This is an English translation of a Japanese blog. Some content may not be fully translated.
📝

---
# Documentation: https://sourcethemes.com/academic/docs/managing-content/

title: "What is DuckDB"
subtitle: ""
summary: "DuckDB is an open-source embedded database specialized for OLAP. It requires no server and runs with just pip install. It can query CSV, Parquet, and JSON directly with SQL. Its columnar storage delivers an analytical environment faster than Pandas and lighter than Spark on a single machine."
tags: ["DuckDB", "OLAP", "Data Analysis"]
categories: ["DuckDB", "Data Analysis"]
url: what-is-duckdb
date: 2026-03-01
featured: false
draft: false

# Featured image
# To use, add an image named `featured.jpg/png` to your pages folder.
# Focal points: Smart, Center, TopLeft, Top, TopRight, Left, Right, BottomLeft, Bottom, BottomRight.
image:
  caption: ""
  focal_point: ""
  preview_only: fals
---

## Introduction

[DuckDB](https://duckdb.org/) is an open-source embedded database specialized for analytical queries (OLAP). It requires no server setup and can be started with a single line: `pip install duckdb`. Born in 2019 at CWI (Centrum Wiskunde & Informatica) in the Netherlands, it has become one of the most talked-about OSS databases as of 2025.

## Overview and Positioning of DuckDB

If you had to describe DuckDB in one phrase, it would be "**the OLAP version of SQLite**." Like SQLite, it is serverless and runs as a single file, but the operations it excels at are fundamentally different.

| Item | SQLite | DuckDB |
|------|--------|--------|
| Primary use | App-embedded DB (OLTP) | Data analysis (OLAP) |
| Storage format | Row-oriented | Column-oriented |
| Strengths | Point queries, row inserts/updates | Aggregation, filtering, JOINs on large datasets |
| Read speed (aggregation) | Slow | Very fast |
| Supported formats | SQLite proprietary format | CSV, Parquet, JSON, Arrow |
| Language support | Many | Python, R, Go, Java, Rust, etc. |

## OLTP vs OLAP — Why They Are Fundamentally Different

Database processing patterns fall broadly into two categories.

OLTP (Online Transaction Processing) → Quickly insert, update, and retrieve individual rows → Examples: E-commerce order processing, bank transfers → Row-oriented storage excels

OLAP (Online Analytical Processing) → Aggregate and analyze large volumes of rows at once → Examples: Monthly sales summaries, user behavior analysis → Column-oriented storage excels


DuckDB is designed for the latter  OLAP workloads.

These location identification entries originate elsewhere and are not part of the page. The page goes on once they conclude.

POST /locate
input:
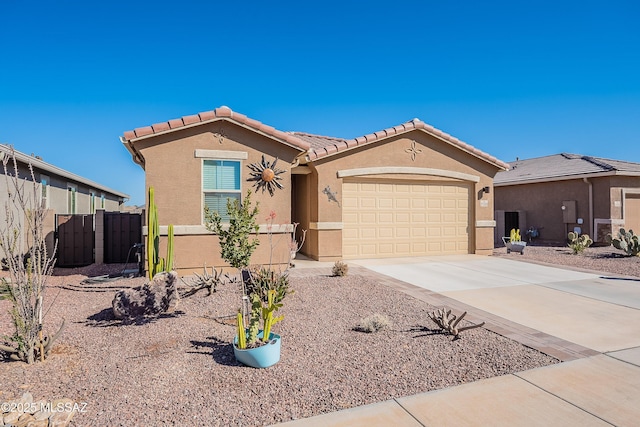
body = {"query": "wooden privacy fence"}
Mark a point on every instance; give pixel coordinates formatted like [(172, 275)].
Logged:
[(106, 237), (75, 240), (122, 230)]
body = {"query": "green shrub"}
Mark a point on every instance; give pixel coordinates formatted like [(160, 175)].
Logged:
[(578, 243), (626, 241), (236, 247), (340, 269), (373, 323)]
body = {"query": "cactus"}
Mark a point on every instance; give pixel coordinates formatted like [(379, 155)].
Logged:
[(153, 238), (242, 335), (267, 315), (155, 264), (626, 241), (169, 261), (578, 243), (254, 321)]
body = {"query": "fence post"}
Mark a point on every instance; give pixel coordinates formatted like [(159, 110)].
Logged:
[(99, 240)]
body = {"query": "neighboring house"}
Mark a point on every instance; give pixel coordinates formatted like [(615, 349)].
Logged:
[(62, 192), (409, 190), (559, 193)]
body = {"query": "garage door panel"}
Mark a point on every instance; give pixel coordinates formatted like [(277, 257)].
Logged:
[(402, 218), (387, 219), (385, 203)]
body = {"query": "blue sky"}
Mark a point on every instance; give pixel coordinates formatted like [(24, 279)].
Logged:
[(514, 79)]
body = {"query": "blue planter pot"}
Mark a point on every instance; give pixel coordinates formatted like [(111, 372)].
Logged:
[(260, 357)]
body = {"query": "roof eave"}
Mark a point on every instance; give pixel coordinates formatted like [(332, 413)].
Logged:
[(317, 155), (566, 178), (305, 146)]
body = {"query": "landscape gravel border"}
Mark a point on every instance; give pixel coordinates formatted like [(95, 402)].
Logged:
[(180, 369)]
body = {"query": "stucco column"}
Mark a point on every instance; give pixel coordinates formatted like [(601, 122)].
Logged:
[(99, 237)]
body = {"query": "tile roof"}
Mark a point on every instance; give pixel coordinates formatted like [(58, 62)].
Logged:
[(210, 116), (322, 146), (316, 146), (563, 166)]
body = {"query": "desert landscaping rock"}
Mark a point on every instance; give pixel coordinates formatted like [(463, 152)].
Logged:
[(181, 370), (158, 296)]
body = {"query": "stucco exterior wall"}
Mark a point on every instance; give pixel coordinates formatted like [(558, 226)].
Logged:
[(175, 172), (325, 241), (543, 201)]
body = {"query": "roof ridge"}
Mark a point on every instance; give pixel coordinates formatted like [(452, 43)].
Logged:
[(293, 132), (222, 112), (598, 163), (400, 129)]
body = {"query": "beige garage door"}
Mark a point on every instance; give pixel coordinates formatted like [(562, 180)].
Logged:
[(392, 219)]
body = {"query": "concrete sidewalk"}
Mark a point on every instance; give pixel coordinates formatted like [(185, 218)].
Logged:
[(590, 321)]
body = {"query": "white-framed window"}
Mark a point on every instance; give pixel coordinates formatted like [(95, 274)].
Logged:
[(45, 183), (92, 201), (72, 196), (220, 181)]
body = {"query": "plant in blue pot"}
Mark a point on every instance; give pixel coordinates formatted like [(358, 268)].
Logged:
[(256, 345)]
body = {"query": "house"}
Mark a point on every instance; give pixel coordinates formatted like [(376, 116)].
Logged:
[(408, 190), (566, 192), (62, 192)]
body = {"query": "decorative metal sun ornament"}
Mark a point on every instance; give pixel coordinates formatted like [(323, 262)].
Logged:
[(266, 175)]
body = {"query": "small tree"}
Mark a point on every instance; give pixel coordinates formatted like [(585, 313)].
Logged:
[(22, 241), (235, 243)]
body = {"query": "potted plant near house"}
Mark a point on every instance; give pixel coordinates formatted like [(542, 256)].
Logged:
[(264, 289), (256, 345)]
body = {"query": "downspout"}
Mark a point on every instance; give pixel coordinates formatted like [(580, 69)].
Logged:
[(591, 224)]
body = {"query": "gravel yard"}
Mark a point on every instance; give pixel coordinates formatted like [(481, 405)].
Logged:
[(602, 258), (180, 369)]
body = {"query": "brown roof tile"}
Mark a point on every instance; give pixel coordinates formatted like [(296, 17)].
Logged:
[(317, 146), (174, 124), (563, 166), (320, 144), (207, 115), (160, 127), (219, 113), (188, 120)]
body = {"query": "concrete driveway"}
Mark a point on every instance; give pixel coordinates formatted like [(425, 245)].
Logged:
[(596, 311)]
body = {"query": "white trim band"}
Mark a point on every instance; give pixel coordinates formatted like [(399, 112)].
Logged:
[(326, 226), (195, 230), (485, 223), (407, 170), (221, 154)]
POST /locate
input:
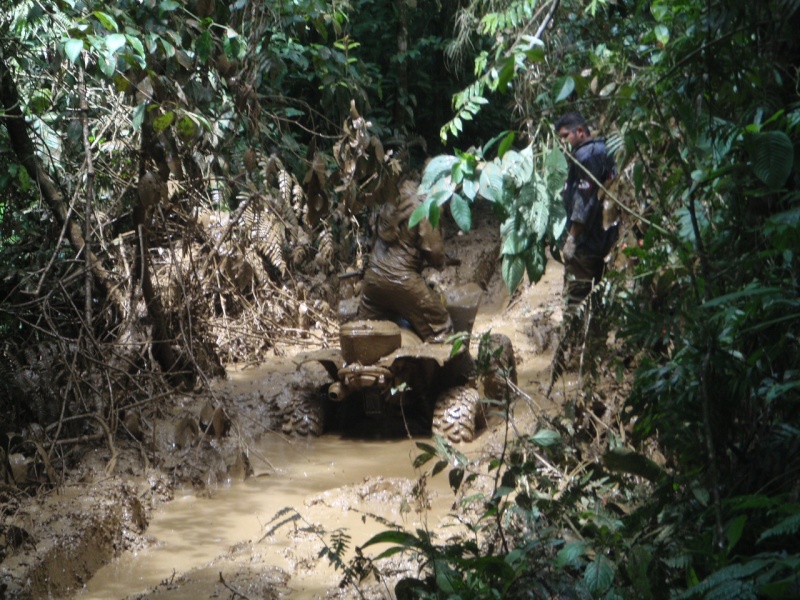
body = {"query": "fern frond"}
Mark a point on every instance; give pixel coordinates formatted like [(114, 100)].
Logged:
[(787, 527)]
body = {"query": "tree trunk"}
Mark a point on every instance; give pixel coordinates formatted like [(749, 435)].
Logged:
[(23, 147), (14, 121)]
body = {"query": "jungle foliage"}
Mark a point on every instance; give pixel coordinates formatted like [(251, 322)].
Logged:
[(181, 182)]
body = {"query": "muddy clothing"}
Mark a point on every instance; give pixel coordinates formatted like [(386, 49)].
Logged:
[(393, 286), (583, 206)]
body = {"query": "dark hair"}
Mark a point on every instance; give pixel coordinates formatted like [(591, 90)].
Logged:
[(572, 121)]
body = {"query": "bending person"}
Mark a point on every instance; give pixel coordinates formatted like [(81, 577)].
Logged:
[(393, 286)]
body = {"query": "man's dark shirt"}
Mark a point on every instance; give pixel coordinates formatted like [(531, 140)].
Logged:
[(581, 201)]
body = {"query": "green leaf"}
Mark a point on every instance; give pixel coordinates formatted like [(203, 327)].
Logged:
[(420, 213), (187, 128), (506, 74), (439, 467), (505, 144), (539, 213), (599, 575), (638, 177), (637, 565), (535, 263), (570, 554), (491, 186), (115, 41), (662, 34), (461, 212), (470, 188), (456, 476), (789, 527), (514, 242), (107, 64), (106, 20), (438, 167), (545, 437), (513, 268), (169, 6), (203, 46), (734, 531), (393, 537), (138, 116), (136, 45), (772, 156), (161, 122), (563, 88), (73, 49)]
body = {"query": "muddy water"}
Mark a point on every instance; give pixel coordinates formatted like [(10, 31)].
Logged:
[(331, 481), (192, 531)]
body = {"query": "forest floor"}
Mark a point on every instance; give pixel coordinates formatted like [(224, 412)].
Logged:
[(56, 541)]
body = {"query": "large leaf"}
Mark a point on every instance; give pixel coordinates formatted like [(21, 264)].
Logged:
[(115, 41), (73, 49), (599, 575), (563, 88), (570, 554), (538, 217), (518, 165), (461, 212), (437, 167), (772, 156), (491, 186)]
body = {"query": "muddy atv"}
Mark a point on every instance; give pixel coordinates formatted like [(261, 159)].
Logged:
[(384, 378)]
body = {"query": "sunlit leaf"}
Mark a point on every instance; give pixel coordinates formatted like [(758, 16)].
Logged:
[(470, 188), (203, 46), (545, 437), (513, 268), (662, 34), (461, 212), (169, 6), (73, 49), (563, 88), (491, 185), (161, 122), (570, 554), (772, 156), (106, 20), (599, 575)]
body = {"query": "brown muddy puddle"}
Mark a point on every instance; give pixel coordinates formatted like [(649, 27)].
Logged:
[(330, 481), (305, 474)]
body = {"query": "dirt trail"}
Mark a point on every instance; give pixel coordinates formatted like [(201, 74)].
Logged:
[(210, 543), (332, 484)]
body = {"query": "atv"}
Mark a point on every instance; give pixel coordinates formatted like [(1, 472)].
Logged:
[(385, 373)]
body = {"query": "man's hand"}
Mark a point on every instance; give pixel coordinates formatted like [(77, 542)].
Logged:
[(568, 252)]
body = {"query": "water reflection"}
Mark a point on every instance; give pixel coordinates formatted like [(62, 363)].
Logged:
[(192, 531)]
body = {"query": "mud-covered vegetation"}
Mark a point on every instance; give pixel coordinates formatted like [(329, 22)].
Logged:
[(189, 185)]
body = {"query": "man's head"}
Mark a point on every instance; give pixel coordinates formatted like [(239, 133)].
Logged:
[(573, 129)]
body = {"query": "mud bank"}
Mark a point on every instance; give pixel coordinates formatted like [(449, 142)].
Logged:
[(53, 545)]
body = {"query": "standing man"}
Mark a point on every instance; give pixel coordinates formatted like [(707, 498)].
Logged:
[(588, 242), (393, 285)]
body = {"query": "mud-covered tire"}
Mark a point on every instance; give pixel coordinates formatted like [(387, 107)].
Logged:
[(454, 413), (305, 416)]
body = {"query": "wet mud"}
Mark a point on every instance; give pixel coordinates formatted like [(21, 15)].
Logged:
[(221, 503)]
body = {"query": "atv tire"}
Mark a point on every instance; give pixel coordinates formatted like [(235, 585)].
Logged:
[(305, 416), (454, 413)]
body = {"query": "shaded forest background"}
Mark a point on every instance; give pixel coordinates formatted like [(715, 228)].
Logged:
[(182, 184)]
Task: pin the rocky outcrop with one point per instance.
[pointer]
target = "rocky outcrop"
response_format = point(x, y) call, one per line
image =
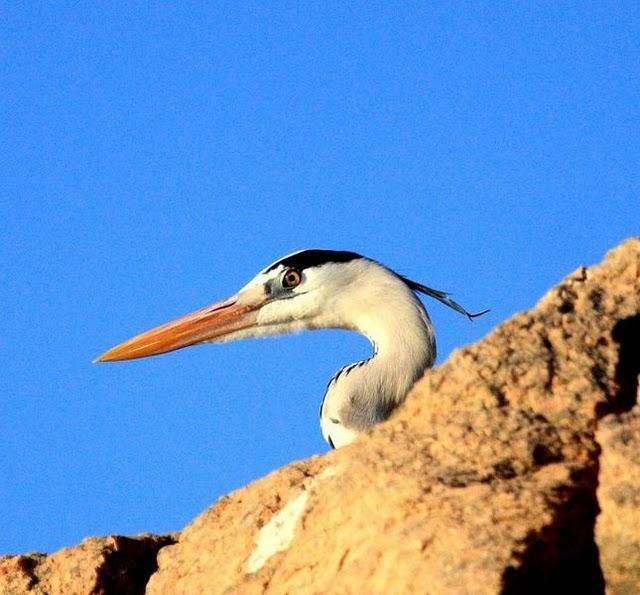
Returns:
point(512, 468)
point(98, 566)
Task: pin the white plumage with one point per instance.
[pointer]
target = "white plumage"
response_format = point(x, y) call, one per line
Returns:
point(319, 289)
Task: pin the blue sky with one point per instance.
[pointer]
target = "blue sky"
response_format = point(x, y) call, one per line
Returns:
point(155, 157)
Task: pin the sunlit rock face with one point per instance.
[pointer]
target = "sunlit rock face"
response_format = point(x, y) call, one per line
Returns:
point(512, 468)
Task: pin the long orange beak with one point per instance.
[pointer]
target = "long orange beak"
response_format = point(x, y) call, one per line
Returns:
point(236, 313)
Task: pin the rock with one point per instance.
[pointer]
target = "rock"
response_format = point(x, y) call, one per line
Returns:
point(489, 479)
point(98, 566)
point(618, 526)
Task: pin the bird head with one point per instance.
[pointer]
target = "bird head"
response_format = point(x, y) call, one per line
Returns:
point(310, 289)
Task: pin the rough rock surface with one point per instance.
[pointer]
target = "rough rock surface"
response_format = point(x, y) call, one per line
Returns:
point(489, 480)
point(98, 566)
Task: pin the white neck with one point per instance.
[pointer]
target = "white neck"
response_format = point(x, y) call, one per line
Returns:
point(365, 393)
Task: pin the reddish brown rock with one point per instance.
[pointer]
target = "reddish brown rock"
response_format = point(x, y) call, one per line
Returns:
point(618, 526)
point(98, 566)
point(486, 481)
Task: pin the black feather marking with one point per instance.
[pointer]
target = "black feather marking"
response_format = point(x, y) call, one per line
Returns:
point(441, 296)
point(313, 258)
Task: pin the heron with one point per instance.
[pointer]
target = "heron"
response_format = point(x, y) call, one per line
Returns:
point(322, 289)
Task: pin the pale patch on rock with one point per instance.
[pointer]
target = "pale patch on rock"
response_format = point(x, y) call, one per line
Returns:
point(277, 535)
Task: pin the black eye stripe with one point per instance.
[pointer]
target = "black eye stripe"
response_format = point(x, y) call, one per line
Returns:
point(312, 258)
point(291, 278)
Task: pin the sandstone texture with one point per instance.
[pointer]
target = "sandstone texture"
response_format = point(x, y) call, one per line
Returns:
point(512, 468)
point(98, 566)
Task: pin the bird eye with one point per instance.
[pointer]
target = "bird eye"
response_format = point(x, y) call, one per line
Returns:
point(291, 279)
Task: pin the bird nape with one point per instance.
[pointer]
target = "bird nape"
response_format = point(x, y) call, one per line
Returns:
point(319, 289)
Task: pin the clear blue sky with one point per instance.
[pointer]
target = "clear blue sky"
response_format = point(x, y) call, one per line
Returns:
point(155, 157)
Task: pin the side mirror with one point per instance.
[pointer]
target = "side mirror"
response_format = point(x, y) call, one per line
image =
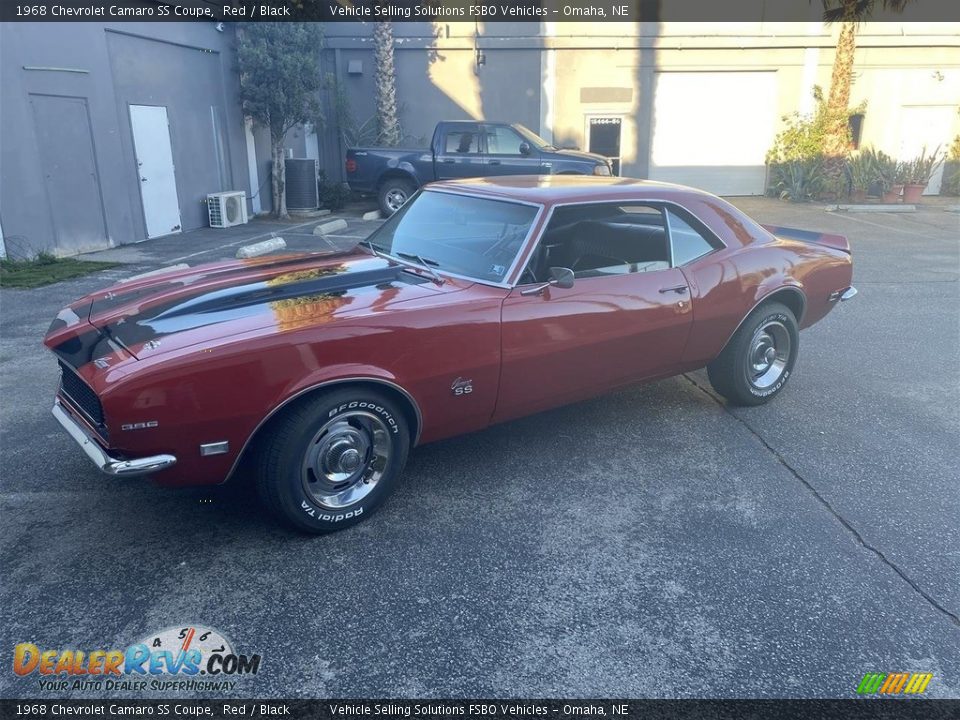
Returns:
point(559, 277)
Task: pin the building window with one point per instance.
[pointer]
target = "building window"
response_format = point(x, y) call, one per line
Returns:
point(856, 129)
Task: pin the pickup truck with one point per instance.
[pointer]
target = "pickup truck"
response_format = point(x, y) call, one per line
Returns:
point(462, 149)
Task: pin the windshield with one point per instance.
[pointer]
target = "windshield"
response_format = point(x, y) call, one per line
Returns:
point(470, 236)
point(531, 137)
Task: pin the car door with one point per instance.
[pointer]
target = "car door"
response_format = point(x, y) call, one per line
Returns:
point(616, 325)
point(503, 155)
point(461, 152)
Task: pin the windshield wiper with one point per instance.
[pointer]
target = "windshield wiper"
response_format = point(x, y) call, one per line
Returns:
point(425, 263)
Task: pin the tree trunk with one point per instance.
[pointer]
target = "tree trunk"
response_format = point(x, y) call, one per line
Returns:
point(385, 81)
point(840, 81)
point(836, 137)
point(279, 179)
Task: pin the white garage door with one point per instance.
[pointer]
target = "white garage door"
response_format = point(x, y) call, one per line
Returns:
point(712, 130)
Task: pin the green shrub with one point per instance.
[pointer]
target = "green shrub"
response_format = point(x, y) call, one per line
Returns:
point(797, 180)
point(804, 136)
point(863, 170)
point(951, 170)
point(333, 194)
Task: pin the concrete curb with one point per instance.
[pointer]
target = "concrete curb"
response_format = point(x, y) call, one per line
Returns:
point(873, 208)
point(332, 226)
point(140, 276)
point(261, 248)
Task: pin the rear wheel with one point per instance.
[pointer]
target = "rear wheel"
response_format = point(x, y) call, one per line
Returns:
point(394, 193)
point(757, 362)
point(329, 462)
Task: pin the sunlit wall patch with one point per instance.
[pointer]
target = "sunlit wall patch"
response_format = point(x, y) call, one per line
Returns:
point(140, 426)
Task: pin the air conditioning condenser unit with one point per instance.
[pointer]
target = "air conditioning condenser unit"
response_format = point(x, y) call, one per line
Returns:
point(227, 209)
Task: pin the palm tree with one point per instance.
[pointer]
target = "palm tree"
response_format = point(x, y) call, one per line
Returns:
point(385, 81)
point(850, 13)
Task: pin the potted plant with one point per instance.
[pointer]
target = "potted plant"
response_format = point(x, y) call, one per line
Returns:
point(862, 170)
point(890, 174)
point(919, 172)
point(951, 170)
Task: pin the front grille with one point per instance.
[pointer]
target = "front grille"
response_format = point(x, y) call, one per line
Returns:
point(81, 396)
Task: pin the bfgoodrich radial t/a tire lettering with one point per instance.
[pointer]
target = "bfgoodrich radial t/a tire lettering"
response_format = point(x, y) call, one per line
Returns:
point(759, 359)
point(329, 461)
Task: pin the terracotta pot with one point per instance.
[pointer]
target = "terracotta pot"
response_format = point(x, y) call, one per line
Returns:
point(893, 194)
point(912, 193)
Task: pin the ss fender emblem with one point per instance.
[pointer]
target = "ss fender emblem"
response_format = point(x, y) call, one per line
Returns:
point(462, 386)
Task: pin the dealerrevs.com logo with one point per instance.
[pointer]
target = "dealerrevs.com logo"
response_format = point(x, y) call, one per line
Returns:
point(190, 657)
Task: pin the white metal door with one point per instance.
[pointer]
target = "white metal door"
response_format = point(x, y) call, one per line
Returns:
point(158, 185)
point(925, 127)
point(712, 130)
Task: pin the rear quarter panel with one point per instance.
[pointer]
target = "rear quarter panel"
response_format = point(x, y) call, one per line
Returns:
point(728, 284)
point(223, 391)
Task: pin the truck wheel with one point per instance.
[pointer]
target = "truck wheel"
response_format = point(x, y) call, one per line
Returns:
point(394, 193)
point(330, 462)
point(757, 362)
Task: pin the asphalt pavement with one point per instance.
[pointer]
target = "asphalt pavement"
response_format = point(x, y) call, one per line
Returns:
point(650, 543)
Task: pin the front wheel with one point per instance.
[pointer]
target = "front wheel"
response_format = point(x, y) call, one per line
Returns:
point(757, 362)
point(393, 194)
point(329, 462)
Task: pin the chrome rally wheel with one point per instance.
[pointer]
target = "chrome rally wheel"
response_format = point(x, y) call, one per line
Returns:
point(331, 459)
point(345, 460)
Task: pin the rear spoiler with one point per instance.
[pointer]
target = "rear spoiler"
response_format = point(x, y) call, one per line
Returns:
point(837, 242)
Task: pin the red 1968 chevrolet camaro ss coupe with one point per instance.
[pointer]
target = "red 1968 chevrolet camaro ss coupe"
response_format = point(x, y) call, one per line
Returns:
point(479, 301)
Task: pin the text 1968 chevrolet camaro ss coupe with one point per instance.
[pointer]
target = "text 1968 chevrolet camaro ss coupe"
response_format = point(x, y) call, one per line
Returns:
point(479, 301)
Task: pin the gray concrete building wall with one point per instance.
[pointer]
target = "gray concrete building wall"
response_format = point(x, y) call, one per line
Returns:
point(69, 180)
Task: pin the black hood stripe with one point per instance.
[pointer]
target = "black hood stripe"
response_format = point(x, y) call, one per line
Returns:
point(261, 292)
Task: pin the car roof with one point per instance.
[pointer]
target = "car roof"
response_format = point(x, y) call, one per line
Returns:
point(562, 189)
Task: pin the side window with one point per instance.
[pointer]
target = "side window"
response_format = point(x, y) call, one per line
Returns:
point(502, 141)
point(463, 142)
point(687, 243)
point(601, 240)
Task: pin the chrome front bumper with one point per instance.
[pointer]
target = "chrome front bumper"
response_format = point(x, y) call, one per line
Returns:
point(843, 295)
point(108, 464)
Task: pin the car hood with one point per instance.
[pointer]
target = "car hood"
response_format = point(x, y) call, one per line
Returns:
point(161, 313)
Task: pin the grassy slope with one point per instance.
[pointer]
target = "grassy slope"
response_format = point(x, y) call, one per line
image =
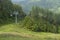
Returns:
point(25, 34)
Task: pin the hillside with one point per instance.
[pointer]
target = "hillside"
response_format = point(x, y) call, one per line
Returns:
point(27, 4)
point(10, 32)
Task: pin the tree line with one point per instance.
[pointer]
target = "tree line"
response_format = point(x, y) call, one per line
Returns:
point(38, 20)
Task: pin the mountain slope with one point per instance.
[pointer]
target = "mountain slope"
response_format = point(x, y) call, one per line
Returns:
point(27, 4)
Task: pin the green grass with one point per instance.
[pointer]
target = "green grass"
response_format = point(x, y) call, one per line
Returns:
point(15, 32)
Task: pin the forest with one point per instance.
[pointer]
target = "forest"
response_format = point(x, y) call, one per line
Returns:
point(39, 19)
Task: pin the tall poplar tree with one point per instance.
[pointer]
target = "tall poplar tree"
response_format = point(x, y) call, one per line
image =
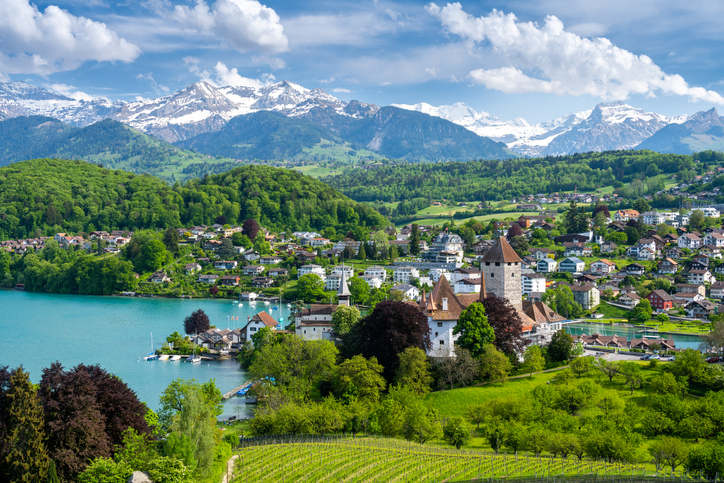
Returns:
point(27, 459)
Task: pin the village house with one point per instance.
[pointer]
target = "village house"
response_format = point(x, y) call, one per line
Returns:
point(210, 279)
point(533, 282)
point(547, 265)
point(405, 274)
point(225, 264)
point(603, 267)
point(660, 300)
point(587, 295)
point(230, 280)
point(572, 265)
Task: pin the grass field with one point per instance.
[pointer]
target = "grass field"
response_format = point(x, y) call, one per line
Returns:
point(390, 460)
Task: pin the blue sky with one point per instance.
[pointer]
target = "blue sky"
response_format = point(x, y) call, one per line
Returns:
point(533, 59)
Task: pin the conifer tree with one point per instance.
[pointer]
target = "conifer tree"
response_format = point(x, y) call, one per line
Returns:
point(27, 459)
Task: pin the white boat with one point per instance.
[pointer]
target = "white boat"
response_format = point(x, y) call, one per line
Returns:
point(151, 356)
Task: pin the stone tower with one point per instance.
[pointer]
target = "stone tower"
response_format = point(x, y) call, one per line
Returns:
point(502, 273)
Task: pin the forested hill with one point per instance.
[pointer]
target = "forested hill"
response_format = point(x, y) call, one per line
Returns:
point(46, 196)
point(491, 180)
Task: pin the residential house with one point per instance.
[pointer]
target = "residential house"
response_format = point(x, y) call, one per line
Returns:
point(572, 265)
point(533, 282)
point(276, 272)
point(159, 277)
point(192, 268)
point(253, 270)
point(405, 274)
point(210, 279)
point(700, 309)
point(660, 300)
point(603, 267)
point(634, 269)
point(225, 264)
point(547, 265)
point(230, 280)
point(716, 291)
point(631, 299)
point(587, 295)
point(668, 265)
point(690, 241)
point(699, 276)
point(408, 291)
point(377, 272)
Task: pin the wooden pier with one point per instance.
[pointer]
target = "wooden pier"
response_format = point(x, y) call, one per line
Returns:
point(233, 392)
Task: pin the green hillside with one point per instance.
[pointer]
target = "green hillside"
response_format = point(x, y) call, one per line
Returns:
point(108, 142)
point(45, 196)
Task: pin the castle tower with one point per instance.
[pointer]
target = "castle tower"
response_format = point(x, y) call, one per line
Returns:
point(501, 268)
point(343, 294)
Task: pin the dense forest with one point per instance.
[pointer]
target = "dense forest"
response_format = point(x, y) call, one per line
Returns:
point(46, 196)
point(497, 180)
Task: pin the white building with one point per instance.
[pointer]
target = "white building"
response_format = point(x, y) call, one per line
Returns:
point(533, 282)
point(405, 274)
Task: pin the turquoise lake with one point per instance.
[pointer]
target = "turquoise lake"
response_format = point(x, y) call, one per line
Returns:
point(115, 333)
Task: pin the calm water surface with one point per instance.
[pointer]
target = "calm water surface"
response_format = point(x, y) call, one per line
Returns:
point(37, 329)
point(680, 341)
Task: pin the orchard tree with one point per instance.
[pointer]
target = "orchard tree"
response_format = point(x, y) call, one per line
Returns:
point(197, 322)
point(473, 329)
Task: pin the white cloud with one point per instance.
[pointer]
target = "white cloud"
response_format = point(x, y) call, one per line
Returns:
point(246, 25)
point(549, 59)
point(71, 91)
point(35, 42)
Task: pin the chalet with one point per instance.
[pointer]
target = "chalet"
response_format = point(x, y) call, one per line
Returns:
point(635, 269)
point(668, 265)
point(262, 282)
point(690, 241)
point(192, 268)
point(408, 291)
point(716, 291)
point(660, 300)
point(159, 277)
point(608, 247)
point(587, 295)
point(630, 299)
point(572, 265)
point(700, 309)
point(225, 264)
point(275, 272)
point(699, 276)
point(547, 265)
point(253, 270)
point(230, 280)
point(210, 279)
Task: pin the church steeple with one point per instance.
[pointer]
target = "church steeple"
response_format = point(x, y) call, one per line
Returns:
point(343, 294)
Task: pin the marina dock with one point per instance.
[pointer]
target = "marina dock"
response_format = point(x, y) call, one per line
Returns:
point(233, 392)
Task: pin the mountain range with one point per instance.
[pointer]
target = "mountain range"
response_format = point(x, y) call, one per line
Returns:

It excels at operations like rapidly reading only specific columns from 100 million rows and performing aggregations.

## Why DuckDB Is Getting So Much Attention Now

### The Limitations of Pandas

Pandas is synonymous with data analysis in Python, but its limitations become apparent with larger datasets.

- **Memory constraints**: The entire dataset must fit in memory
- **Processing speed**: No column-level optimization, primarily single-threaded
- **Complex SQL**: Combinations of GroupBy + JOIN are cumbersome to write

DuckDB solves these problems. It can query Parquet and CSV files directly on disk, and handles datasets that exceed available memory through out-of-core processing.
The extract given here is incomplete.